Mitch
hatte ihm versprochen, ihn vom Flughafen abzuholen.
Nachdem sie sich von ihrer Großmutter verabschiedet hatte, ging sie in den leeren Warteraum, um dort auf ihre Eltern zu warten. Als sie Schritte hörte, blickte sie auf und sah Charles O’Halloran.
„O Charles“, flüsterte sie und sprang auf. Sekunden später lag sie in seinen Armen.
Dann begann sie zu schluchzen. Charles hielt sie eng umschlungen, und seine Liebe tröstete sie ein wenig.
„Woher wusstest du es?“ Lanni hatte zwar daran gedacht, ihn anzurufen, denn er hatte gerade in der Nähe von Valdez zu tun, es dann jedoch nicht gemacht.
„Von Sawyer.“
Sie hätte sich denken können, dass sein Bruder es ihm sofort erzählen würde.

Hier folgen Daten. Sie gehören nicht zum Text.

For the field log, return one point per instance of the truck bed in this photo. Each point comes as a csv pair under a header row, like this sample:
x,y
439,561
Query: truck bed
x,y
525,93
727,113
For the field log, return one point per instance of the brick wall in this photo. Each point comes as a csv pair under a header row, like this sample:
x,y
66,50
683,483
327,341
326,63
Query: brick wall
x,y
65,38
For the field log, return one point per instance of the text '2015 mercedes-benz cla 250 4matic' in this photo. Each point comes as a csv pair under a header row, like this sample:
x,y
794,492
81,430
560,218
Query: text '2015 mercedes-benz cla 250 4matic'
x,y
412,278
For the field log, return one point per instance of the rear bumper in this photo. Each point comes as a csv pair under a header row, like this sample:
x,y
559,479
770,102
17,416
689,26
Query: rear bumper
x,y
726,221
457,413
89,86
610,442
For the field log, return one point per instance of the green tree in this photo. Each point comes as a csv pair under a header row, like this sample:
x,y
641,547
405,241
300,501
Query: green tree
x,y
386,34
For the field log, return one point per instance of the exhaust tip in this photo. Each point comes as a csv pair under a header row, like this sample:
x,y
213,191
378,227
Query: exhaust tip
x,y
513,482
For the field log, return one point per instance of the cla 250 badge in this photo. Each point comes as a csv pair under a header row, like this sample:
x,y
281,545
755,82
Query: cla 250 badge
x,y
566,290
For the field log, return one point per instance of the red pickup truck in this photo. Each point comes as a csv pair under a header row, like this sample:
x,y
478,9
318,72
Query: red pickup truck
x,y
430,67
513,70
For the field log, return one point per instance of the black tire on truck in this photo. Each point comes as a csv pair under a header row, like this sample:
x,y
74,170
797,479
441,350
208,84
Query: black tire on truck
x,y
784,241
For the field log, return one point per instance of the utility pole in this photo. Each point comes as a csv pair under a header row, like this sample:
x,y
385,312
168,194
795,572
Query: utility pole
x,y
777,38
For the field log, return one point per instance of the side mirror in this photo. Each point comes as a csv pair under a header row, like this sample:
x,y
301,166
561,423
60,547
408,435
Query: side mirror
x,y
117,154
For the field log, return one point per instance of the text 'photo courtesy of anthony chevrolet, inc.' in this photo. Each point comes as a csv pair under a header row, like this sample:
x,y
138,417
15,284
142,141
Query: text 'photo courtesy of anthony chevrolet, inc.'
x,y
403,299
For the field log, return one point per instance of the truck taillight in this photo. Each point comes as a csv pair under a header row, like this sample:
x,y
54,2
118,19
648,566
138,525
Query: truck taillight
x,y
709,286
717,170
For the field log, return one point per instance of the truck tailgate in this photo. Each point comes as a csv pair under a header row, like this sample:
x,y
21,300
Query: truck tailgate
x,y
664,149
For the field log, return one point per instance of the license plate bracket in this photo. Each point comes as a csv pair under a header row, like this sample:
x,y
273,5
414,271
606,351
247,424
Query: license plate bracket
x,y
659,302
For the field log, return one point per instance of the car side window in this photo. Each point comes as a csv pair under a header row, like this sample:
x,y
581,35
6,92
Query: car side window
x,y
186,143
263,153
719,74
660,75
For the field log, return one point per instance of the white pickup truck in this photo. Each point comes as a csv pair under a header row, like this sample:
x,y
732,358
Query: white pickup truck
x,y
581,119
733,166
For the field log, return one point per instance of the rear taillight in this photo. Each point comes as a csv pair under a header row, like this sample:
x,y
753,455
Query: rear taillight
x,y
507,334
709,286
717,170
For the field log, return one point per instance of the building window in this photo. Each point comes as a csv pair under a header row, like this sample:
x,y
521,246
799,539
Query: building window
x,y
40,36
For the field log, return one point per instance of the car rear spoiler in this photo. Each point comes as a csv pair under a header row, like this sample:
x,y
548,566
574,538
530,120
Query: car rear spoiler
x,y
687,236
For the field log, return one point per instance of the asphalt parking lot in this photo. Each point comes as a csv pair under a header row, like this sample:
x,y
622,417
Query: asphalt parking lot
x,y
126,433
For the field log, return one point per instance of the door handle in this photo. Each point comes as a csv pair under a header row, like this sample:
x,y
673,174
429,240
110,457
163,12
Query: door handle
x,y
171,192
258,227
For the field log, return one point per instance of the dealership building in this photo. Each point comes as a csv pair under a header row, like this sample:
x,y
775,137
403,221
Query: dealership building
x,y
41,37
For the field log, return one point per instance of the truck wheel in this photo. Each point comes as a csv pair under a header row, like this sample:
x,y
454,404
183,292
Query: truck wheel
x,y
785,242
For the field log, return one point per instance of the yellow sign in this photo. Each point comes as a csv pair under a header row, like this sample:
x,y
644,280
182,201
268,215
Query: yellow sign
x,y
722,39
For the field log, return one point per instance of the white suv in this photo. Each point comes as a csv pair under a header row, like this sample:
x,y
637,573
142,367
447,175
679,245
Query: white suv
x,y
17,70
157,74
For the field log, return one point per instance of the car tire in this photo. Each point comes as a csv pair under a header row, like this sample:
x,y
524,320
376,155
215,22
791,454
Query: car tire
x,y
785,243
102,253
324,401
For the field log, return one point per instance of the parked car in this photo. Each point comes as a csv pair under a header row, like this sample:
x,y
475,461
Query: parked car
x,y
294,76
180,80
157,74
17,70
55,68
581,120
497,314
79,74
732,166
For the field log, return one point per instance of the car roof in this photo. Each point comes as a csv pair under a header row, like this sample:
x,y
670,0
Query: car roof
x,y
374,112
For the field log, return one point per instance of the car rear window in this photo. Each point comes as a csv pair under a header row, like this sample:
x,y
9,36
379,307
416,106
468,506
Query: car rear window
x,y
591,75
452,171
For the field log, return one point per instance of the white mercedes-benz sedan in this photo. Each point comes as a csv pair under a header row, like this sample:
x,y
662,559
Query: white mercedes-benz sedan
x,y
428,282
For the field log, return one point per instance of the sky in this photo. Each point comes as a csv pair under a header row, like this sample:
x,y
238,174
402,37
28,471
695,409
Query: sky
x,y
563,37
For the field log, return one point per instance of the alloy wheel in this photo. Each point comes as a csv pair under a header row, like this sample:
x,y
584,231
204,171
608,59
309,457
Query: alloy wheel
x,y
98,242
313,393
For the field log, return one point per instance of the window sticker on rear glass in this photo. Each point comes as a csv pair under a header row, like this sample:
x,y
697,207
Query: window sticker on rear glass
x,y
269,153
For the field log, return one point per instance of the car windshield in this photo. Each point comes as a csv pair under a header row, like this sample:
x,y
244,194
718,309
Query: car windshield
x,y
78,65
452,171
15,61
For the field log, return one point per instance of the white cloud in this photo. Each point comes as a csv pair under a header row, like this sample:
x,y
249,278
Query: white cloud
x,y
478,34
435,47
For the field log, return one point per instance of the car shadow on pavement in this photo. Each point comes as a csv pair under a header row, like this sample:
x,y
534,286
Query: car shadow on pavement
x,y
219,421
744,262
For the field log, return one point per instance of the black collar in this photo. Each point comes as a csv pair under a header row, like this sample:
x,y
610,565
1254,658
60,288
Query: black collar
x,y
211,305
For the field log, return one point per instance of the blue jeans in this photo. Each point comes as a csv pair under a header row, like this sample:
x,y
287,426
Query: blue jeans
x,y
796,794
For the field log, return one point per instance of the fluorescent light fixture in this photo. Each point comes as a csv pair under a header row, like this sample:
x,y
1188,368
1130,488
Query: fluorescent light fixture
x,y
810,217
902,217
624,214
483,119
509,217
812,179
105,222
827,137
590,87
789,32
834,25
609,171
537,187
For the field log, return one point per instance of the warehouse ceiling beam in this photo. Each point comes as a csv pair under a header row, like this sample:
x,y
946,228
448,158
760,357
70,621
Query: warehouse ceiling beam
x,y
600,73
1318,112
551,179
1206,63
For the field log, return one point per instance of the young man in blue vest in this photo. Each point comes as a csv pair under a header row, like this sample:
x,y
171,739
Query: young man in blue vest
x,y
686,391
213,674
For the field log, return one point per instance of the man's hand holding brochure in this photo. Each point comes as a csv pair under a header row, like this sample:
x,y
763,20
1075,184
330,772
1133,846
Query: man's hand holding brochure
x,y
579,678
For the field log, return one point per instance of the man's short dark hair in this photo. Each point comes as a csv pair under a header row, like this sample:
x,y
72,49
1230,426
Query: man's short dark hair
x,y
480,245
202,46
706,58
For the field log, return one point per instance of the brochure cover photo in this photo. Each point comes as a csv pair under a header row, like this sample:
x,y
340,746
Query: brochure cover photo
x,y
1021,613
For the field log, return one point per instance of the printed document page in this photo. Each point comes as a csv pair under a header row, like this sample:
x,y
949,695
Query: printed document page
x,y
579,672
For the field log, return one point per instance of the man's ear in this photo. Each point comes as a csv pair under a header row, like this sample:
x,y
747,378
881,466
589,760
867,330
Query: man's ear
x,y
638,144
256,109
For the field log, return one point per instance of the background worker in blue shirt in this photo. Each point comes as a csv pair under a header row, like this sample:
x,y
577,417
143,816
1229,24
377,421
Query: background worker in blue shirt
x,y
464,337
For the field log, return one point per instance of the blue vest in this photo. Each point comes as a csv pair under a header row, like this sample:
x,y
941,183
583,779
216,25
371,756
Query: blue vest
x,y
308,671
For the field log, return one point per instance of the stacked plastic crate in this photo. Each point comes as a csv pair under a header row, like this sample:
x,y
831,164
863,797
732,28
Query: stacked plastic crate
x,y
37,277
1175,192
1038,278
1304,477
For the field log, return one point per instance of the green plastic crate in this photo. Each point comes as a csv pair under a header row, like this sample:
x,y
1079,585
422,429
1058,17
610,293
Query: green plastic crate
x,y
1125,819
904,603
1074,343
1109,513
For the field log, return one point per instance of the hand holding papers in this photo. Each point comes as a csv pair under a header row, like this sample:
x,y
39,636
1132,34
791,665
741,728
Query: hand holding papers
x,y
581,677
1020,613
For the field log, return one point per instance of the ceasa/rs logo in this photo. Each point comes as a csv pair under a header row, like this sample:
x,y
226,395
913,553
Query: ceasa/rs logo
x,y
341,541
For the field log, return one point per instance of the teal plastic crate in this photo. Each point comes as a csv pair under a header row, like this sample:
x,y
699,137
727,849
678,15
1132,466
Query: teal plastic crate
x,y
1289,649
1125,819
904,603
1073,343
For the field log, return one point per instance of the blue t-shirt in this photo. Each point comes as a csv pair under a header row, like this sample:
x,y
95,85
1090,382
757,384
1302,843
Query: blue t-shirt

Zärtlich strich Charles ihr das Haar aus dem Gesicht. „Warum hast du mich nicht angerufen?“
„Ich … ich dachte, ich sollte es lieber lassen.“
„Weshalb?“ fragte er überrascht.
„Weil … weil ich weiß, wie du über Grammy denkst. Ich kann es dir nicht verdenken. Sie hat dir und deiner Familie sehr wehgetan.“
Schließlich setzten sie sich hin, und Charles nahm Lannis Hand. „Ich hasse sie nicht mehr. Schließlich habe ich es indirekt ihr zu verdanken, dass es dich gibt.“
Lanni wischte sich die Tränen von den Wangen und lächelte flüchtig. Sie liebte ihn über alles.
„Nachdem meine Mutter mir erzählt hatte, warum sie Dad geheiratet hat“, fuhr er fort, „kann ich besser verstehen, wie Catherine damals zumute gewesen sein muss. Mein Vater hat Ellen seinem Bruder zuliebe geheiratet. Irgendwann hat er sie lieben gelernt, aber tief in seinem Herzen hat es für ihn immer nur Catherine gegeben.“
„Es wäre schön, wenn die beiden jetzt zusammen wären – für immer.“
„Das wünsche ich mir auch.“ Charles küsste Lanni sanft aufs Haar, und sie legte den Kopf an seine Schulter.
„Findet die Trauerfeier in Hard Luck statt?“ erkundigte er sich.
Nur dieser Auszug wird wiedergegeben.